Adam had stopped a block from his street to take a bite of his taco when a small, white Mitsubishi mini-pickup truck pulled up next to him. Adam recognized the blue insignia on the hood, and nodded warily.
The driver was a small, gaunt Mexican with a graying goatee, face partly hidden under the stiff bill of his Grulla Blanca baseball cap. He spoke in heavily accented English.
“We will help you. Okay? We tell you, you go to police, okay…?”
Adam nodded, his heart suddenly pounding.
“Okay, I go to police. What can you tell me?”
“Not here. Not good place. Meet me at six hours, in the…pantéon? En el cementerio?”
The cemetery. Adam shook his head, uncertain. “Six hours? Or six o’clock?” He pointed at his watch. “Que hora?”
The man nodded and said, “A las seis.” Six p.m.
“Okay. A las seis. Pero, donde en el cementerio?”
The man thought for a second, then said, “En las tumbas de los niños.”
“Okay. A las seis.”
And with that, the pickup accelerated and disappeared down the end of the street.
Adam went home, showered, started to pack, then called the sheriff’s office; he would tell the detective what was happening, ask him to meet at the cemetery at six thirty—any sooner, and he’d spook the informant. But the detective was out, so Adam left a message on his voice mail.
As he hung up, the feeling came back: he shouldn’t have meddled. This wasn’t his business. The police could take care of it.
But Adam had no choice. He’d left his house at a quarter to six; it took him ten minutes to reach the cemetery. And now the man was nowhere to be seen.
He wasn’t going to show. He was already more than a half hour late.
Adam relaxed, only then realizing how tense he’d been.
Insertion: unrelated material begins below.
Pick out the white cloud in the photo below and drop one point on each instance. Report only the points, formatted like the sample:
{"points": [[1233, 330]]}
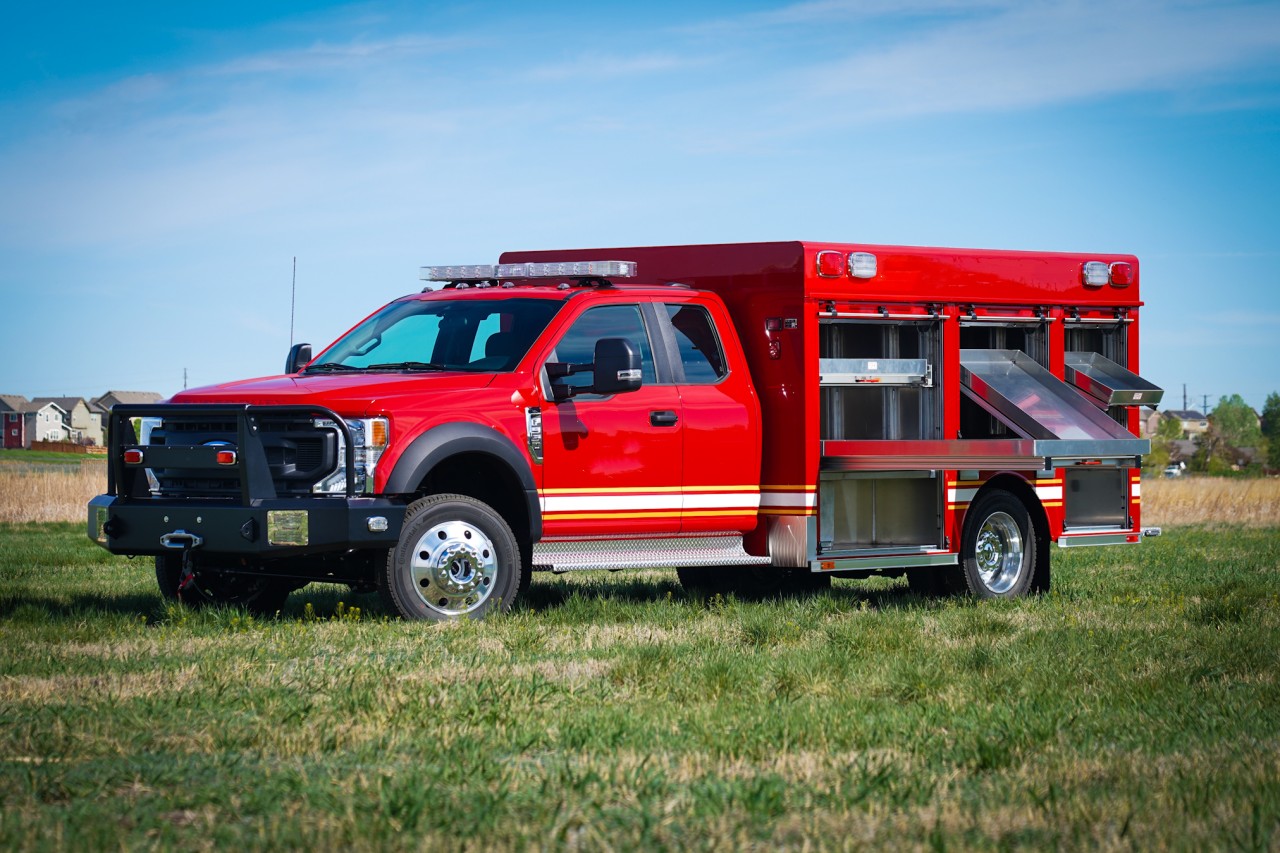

The detective would be there soon. He’d tell him to look for an older Mexican man with a gray goatee at La Grulla Blanca, suggest he offer the guy immunity or something so he could testify.
Leaving Adam out of it.
He walked back to his bike. It was cooler now—funny to think of seventy-five degrees as “cool”—and the trees at the far end of the cemetery were deeply shadowed.
And he was going home.
He pedaled toward the exit, picking up speed, faster and faster, and soon his bike was flying across the tarmac, the chain a smooth whir under his pumping feet, heading toward his cottage, then to Miami, then home to New York.
And then the pickup truck slipped into the cemetery through the western gate—Adam’s gate—turning onto the track in front of him with a dry crunch of gravel.